Wildlife Expert Éanna Ní Lamha says that the financial return from restoring these birds to their natural habitat should be obvious in tourist terms. She sees no place for 19th century scaremongering, in 21st century Ireland.
"Most of these birds will feed on things like hares and rats," she says, "and, yes, if there is a sickly lamb on a mountain side they might go for that too. But what we have seen in Kerry is poisoned carcases left out for these birds deliberately by a few farmers."
Ní Lamha points out that since the 1960s, changing farming practices have led to many alterations in Ireland's eco system, with birds such as linnets, yellow hammer and goldfinches becoming increasingly rare. The encroachment isn't just limited to animals though - several plant species have either vanished completely or are nearing extinction from the Irish landscape.
One of those charged with maintaining our natural plant population is Dr Matthew Jebb, Keeper of Herbariums at the National Botanic Gardens.
WHILE EXOTIC AND FOREIGN plants have been grown in controlled environments in Ireland for centuries, it's only recently that home-grown plants have been fully examined, and the needs of threatened species understood.
Three species have completely disappeared from the Irish landscape in the past 100 years, while others remain under enormous threat.
One of those under threat is a flower called the "fleabane", known for its medicinal properties and perhaps the rarest natural plant left living in Ireland.
"There are a host of other plants under threat too," says Jebb. "Many of them are found in boglands or marginal lands, which historically were never farmed. In the last 30 years grants have enabled these marginal lands be brought back into agriculture and we find the plant species in these areas under particular threat at the moment."

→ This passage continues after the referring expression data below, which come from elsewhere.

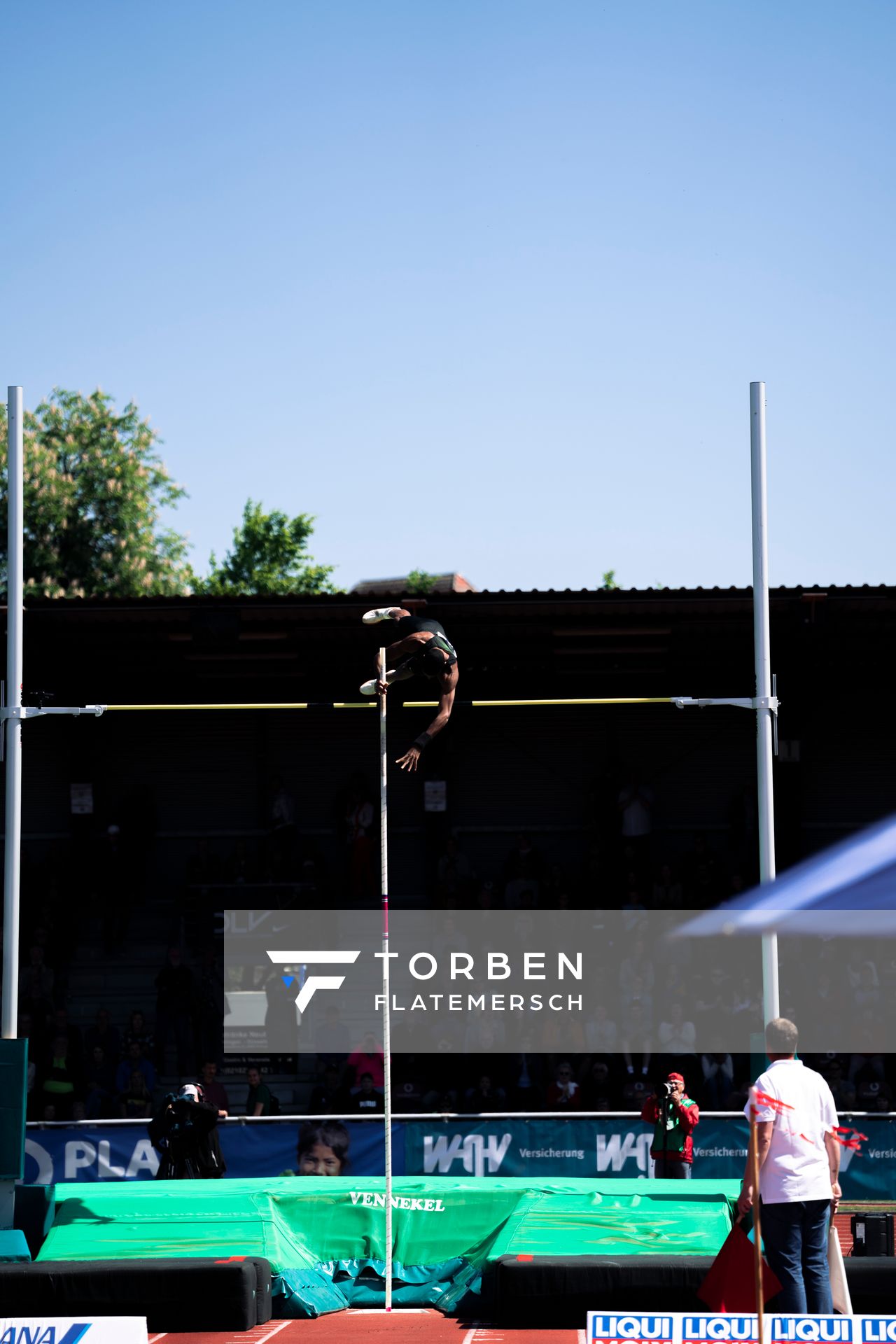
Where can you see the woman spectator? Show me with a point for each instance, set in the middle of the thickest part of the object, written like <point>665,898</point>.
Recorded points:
<point>136,1102</point>
<point>99,1085</point>
<point>323,1149</point>
<point>139,1031</point>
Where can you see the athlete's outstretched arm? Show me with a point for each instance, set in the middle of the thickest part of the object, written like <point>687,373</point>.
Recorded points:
<point>412,757</point>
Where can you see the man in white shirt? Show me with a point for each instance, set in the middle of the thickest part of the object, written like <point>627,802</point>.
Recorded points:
<point>798,1174</point>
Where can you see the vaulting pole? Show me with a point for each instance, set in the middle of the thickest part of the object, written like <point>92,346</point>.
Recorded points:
<point>387,1058</point>
<point>762,652</point>
<point>13,726</point>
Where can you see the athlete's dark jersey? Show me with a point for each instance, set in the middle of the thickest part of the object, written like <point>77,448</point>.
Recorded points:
<point>414,625</point>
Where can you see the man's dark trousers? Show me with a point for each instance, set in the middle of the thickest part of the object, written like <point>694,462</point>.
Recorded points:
<point>796,1241</point>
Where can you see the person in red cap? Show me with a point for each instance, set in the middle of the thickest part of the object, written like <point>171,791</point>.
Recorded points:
<point>675,1117</point>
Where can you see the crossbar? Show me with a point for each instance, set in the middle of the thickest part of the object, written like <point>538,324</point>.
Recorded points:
<point>406,705</point>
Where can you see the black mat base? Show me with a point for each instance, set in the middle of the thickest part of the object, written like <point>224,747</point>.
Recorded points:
<point>174,1294</point>
<point>559,1291</point>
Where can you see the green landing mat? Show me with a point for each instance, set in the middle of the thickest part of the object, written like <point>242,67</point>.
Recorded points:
<point>326,1236</point>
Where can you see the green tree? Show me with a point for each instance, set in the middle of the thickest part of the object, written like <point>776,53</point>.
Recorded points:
<point>269,555</point>
<point>94,487</point>
<point>419,582</point>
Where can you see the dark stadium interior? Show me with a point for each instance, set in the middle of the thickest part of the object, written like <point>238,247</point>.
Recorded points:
<point>622,806</point>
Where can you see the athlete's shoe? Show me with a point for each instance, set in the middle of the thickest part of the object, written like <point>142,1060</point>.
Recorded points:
<point>370,687</point>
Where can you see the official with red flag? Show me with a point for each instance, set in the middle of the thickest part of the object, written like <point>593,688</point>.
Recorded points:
<point>675,1117</point>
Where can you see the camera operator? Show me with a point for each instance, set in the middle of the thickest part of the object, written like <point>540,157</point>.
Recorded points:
<point>673,1116</point>
<point>186,1135</point>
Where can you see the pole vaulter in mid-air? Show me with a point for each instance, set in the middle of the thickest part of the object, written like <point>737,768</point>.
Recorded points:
<point>422,650</point>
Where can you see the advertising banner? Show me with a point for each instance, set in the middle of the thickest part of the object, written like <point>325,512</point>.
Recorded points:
<point>124,1152</point>
<point>621,1147</point>
<point>65,1329</point>
<point>707,1328</point>
<point>530,1148</point>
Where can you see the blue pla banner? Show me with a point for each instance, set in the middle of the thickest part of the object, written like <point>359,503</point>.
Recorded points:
<point>531,1148</point>
<point>124,1152</point>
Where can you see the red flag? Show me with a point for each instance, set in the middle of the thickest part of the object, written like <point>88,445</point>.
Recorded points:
<point>729,1285</point>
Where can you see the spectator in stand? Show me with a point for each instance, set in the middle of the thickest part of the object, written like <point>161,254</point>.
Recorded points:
<point>214,1093</point>
<point>523,872</point>
<point>61,1084</point>
<point>867,993</point>
<point>637,977</point>
<point>137,1030</point>
<point>711,999</point>
<point>358,824</point>
<point>454,872</point>
<point>328,1098</point>
<point>367,1059</point>
<point>112,881</point>
<point>485,1097</point>
<point>241,867</point>
<point>26,1032</point>
<point>367,1100</point>
<point>675,1117</point>
<point>718,1079</point>
<point>59,1026</point>
<point>678,1037</point>
<point>564,1093</point>
<point>35,986</point>
<point>700,875</point>
<point>527,1077</point>
<point>601,1034</point>
<point>136,1101</point>
<point>210,1007</point>
<point>323,1149</point>
<point>636,808</point>
<point>746,1004</point>
<point>634,916</point>
<point>258,1100</point>
<point>332,1037</point>
<point>841,1088</point>
<point>134,1060</point>
<point>175,1009</point>
<point>284,831</point>
<point>875,1094</point>
<point>105,1035</point>
<point>636,1040</point>
<point>666,891</point>
<point>597,1088</point>
<point>99,1085</point>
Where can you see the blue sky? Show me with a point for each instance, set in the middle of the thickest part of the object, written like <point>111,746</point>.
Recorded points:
<point>481,286</point>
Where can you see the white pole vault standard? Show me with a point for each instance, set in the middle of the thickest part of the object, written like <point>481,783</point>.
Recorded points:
<point>764,711</point>
<point>387,1056</point>
<point>13,724</point>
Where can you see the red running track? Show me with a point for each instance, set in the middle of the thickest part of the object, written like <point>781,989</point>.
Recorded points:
<point>402,1327</point>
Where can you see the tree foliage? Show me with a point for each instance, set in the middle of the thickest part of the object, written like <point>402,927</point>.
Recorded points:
<point>94,487</point>
<point>419,582</point>
<point>269,555</point>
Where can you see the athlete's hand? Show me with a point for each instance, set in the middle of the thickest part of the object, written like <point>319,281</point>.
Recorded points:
<point>410,760</point>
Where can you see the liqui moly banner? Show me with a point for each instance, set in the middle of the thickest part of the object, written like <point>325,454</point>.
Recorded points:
<point>708,1328</point>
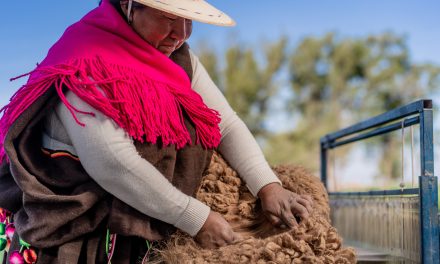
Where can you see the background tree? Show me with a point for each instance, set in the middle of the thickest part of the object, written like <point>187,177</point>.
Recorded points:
<point>334,81</point>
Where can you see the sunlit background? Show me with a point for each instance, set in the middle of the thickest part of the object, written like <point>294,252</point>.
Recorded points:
<point>293,70</point>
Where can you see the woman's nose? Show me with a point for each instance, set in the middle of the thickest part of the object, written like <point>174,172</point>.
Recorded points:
<point>181,29</point>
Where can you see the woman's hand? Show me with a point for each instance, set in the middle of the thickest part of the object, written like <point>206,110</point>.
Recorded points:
<point>216,232</point>
<point>281,206</point>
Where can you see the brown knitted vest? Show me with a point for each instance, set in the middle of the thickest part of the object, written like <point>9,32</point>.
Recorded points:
<point>61,210</point>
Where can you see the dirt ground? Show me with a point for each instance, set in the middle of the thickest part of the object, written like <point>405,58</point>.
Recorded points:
<point>313,241</point>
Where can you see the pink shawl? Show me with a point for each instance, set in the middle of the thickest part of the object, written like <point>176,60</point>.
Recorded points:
<point>141,89</point>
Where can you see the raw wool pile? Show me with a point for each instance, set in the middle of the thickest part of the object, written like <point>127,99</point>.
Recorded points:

Another plant facing extinction is the Killarney fern, which was decimated at the hands of our Victorian ancestors. "The Killarney fern is an extraordinary plant, which suffered because tourists to the area in Victorian times liked to bring some fern back as souvenirs from their visits," Jebb explains.
Ironically, modern growing and harvesting methods, for many years the nemesis of endangered plant species, may now hold the key to the plants' survival as the Botanical Gardens seeks to reverse destructive trends under controlled environments.
As with the bird of prey projects though, conservationists realise that they cannot nurse plants or animal species forever - there comes a stage when they have to fly the controlled nests and re-engage with the Irish landscape.
"As with any type of conservation, we can not be nursery maids forever," Jebb says.
TACKLING EXTINCTION
Last year, Government funding for natural heritage increased by 31 per cent, from €35.55 million to €46.665 million - an indication, perhaps, of the threats faced by our natural flora and fauna.
One of the government's priorities is to ensure that Ireland meets all its obligations under the EU directives on birds and habitats. Funding is also used for the enhancement of our national parks and reserves.
Apart from specific projects, such as the golden eagle, red rite and white-tailed eagle (all under the auspices of the Golden Eagle Reintroduction Project Trust), Ireland also has special plans for endangered species. These action plans are examining ways to ensure the continuation of our natural biodiversity, and animals such as otters, woodpeckers, red squirrels, birds of prey, snails and bats, have all been included in the schemes.
Meanwhile, the National Botanic Gardens has established an Irish Threatened Plant Species Conservation Programme, which is carrying out research on cultivating many of the 120 plant species it estimates are under threat.